Local Youth Corner Cameroon
- Abbreviation: LOYOC
- Formation: 2002
- Type: NGO
- Headquarters: Cameroon
- Location: Yaoundé, Cameroon;
- Region served: Cameroon, Niger, and Chad
- Executive Director: Achaleke Christian Leke
- Website: https://www.loyocameroon.org/

= Local Youth Corner Cameroon =

Cameroonian non-governmental organization

Local Youth Corner Cameroon (LOYOC) is a Cameroonian non-governmental organization founded in 2002 to react on the increase in the socio-political and economic challenges facing young people. LOYOC focuses on youth empowerment in the domain of peacebuilding, healthy living, preventing and countering violent extremism.

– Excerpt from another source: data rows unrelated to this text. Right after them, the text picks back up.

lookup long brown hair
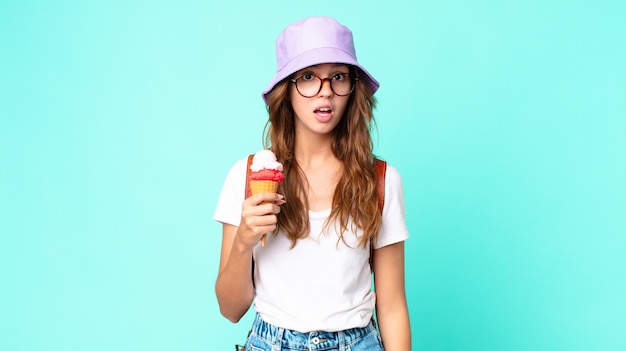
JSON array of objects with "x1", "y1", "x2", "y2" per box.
[{"x1": 264, "y1": 67, "x2": 382, "y2": 248}]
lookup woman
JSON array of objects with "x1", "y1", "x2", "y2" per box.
[{"x1": 214, "y1": 16, "x2": 411, "y2": 350}]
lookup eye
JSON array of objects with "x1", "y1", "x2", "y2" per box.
[
  {"x1": 301, "y1": 74, "x2": 315, "y2": 81},
  {"x1": 333, "y1": 73, "x2": 348, "y2": 81}
]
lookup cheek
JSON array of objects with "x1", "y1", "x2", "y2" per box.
[
  {"x1": 289, "y1": 91, "x2": 309, "y2": 115},
  {"x1": 335, "y1": 98, "x2": 350, "y2": 118}
]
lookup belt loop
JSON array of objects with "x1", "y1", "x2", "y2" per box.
[
  {"x1": 337, "y1": 330, "x2": 346, "y2": 351},
  {"x1": 273, "y1": 327, "x2": 284, "y2": 351}
]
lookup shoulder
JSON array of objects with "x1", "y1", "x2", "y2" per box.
[
  {"x1": 224, "y1": 156, "x2": 249, "y2": 179},
  {"x1": 378, "y1": 161, "x2": 403, "y2": 188},
  {"x1": 381, "y1": 163, "x2": 405, "y2": 209},
  {"x1": 213, "y1": 156, "x2": 250, "y2": 226},
  {"x1": 376, "y1": 162, "x2": 409, "y2": 248},
  {"x1": 217, "y1": 155, "x2": 253, "y2": 199},
  {"x1": 383, "y1": 162, "x2": 401, "y2": 180}
]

Since its founding, working with its partners, LOYOC implements various youth-led projects in Cameroon, Chad, and Niger. In 2018, LOYOC started a free school initiative named The Salaam School Initiative, to support the re-education of children affected by violent conflict in the Far North Region. In 2020, during COVID-19 crisis, LOYOC implemented One Person, One Hand Sanitizer initiative where they manufactured and donated homemade hand sanitizer for communities in Cameroon. It was awarded the best COVID-19 response organization in Cameroon. Since 2022, LOYOC has been launching NA WE WE Sports initiative in Cameroon with various themes and several objectives including building of social cohesion, promoting peace and healthy living. In 2023, LOYOC was awarded by African Union among 6 African civil society organizations outstand in championing peace, human rights, gender equality and women empowerment.

== History ==
LOYOC is youth-led non-profit organization created in 2002 by a group of young people who migrated from various communities across Cameroon into Yaoundé. With the burning aspiration to respond to some of the growing challenges which were facing young people, through LOYOC they started engaging in community development initiatives to reflect on solving problems within Cameroon communities like crime, poverty, unemployment, and others.

== Vision and mission ==
Since 2002, LOYOC has invested in promoting youth empowerment and participating in peacebuilding, preventing violent extremism and advancing sustainable development to ensure a violent-free community where youths are ambassadors of peace.

== Impact and activities ==
Since 2002, LOYOC has implemented various youth projects in Cameroon, Chad, and Niger, working with local and international partners including, UNDP, UNESCO, IOM, UNICEF, Commonwealth, World Bank, African Union, EU, and others.

In 2018, LOYOC implemented project in Cameroon named Creative Skills for Peace with aims of helping young violent offenders rebuild their lives and reintegrate in society. They targeted 300 prisoners between the ages of 13 and 35 years in eight prisons across Cameroon focusing on providing trainings about entrepreneurship development, vocational training, peacebuilding training, civic education, and sports for social cohesion and peace. In the same year, LOYOC started a free school initiative named The Salaam School Initiative, to support the re-education of children affected by violent conflict in the Far North Region.

In 2020, LOYOC in partnership with U.S. Embassy in Cameroon, they launched a project entitled: Youth United for Peace: Addressing the Drivers to Hate Speech and Radicalization, with aim of supporting solidarity and peace in Cameroon. During the pandemic, LOYOC in collaboration with health practionals, lab scientist and youths formed a Youth Coalition against the spread of COVID-19 by implementing the operation of ONE Person ONE Hand Sanitizer initiative. The campaign left over 50 000 homemade hand sanitizers and PPEs donated to communities across Cameroon. The coalition was awarded the best COVID-19 response organization in Cameroon.

LOYOC is a member of The House of Sport Volunteers, a global initiative that connects skilled volunteers with sport organizations. Since 2022, LOYOC has been launching NA WE WE Sports initiative in Cameroon with various themes and several objectives including building of social cohesion, promoting peace and healthy living. The initiative highlighted to increase cohesion between internally displaced people from conflict-hit regions and host communities in Cameroon.

In 2024, LOYOC entered in strategic partnership with Cameroon Association of English-speaking Journalists (CAMASEJ) to collaborate locally with a focus on achieving peace and sustainable development in Cameroon. In 2024, LOYOC launched an initiative of training entertainers on using arts for social cohesion in Cameroon. Over a hundred actors, musicians, comedians and content creators were trained in Buea.